Toward new drugs for the human and non-human cells in people

FOR IMMEDIATE RELEASE

ACS News Service Weekly PressPac: July 11, 2012

Toward new drugs for the human and non-human cells in people

High-resolution image
Credit: U.S. Department of Agriculture

Targeting the Human Genome-Microbiome Axis for Drug Discovery: Inspirations from Global Systems Biology and Traditional Chinese Medicine
Journal of Proteome Research

Amid the growing recognition that only a small fraction of the cells and genes in a typical human being are human, scientists are suggesting a revolutionary approach to developing new medicines and treatments to target both the human and non-human components of people. That’s the topic of an article, which reviews work relating to this topic from almost 100 studies, in ACS’ Journal of Proteome Research.

Liping Zhao, Jeremy K. Nicholson and colleagues explain that human beings have been called “superorganisms” because their bodies contain 10 percent human cells and 90 percent microbes that live mainly in the intestines. “Super” in that sense means “above and beyond.” Scientists thus are viewing people as vast ecosystems in which human, bacterial, fungal and other cells interact with each another. Microbes, for instance, release substances that determine whether human genes turn on or off and influence the immune system’s defenses against disease. And populations of microbes in the body change with changes in diet, medications and other factors.

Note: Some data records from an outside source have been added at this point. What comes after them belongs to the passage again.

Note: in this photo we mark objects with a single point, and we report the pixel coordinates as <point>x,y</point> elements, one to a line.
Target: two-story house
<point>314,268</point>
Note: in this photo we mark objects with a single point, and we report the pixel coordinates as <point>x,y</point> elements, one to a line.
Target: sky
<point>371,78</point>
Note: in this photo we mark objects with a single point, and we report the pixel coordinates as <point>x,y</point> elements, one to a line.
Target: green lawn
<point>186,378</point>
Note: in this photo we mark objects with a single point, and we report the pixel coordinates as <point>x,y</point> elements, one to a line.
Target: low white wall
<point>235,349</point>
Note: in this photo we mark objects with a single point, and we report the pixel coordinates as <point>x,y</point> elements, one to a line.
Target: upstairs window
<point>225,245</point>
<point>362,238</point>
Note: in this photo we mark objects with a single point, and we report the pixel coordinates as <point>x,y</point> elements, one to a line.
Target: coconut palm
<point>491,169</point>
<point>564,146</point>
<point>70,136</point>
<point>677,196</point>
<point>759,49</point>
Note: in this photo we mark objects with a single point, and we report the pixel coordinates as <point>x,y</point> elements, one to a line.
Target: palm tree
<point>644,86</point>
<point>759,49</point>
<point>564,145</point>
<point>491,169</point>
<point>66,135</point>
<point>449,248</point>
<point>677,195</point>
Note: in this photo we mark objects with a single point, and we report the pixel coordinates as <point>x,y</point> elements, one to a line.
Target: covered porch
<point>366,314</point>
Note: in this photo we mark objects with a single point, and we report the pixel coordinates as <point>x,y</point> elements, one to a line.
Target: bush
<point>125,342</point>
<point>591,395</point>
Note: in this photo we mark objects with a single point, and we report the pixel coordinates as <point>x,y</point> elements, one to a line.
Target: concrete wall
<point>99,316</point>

“This superorganism view of the human body provides a complete new systems concept for managing human health at the clinically relevant whole body level,” say the authors. They term it “one of the most significant paradigm shifts in modern medicine.” The article describes how this revolutionary change is fostering emergence of an approach called “functional metagenomics” for developing new medicines. It opens the possibility of sustaining health and treating disease with medicines and other substances that target non-human cells in the body. The article notes that many substances in traditional Chinese medicines may work in that way.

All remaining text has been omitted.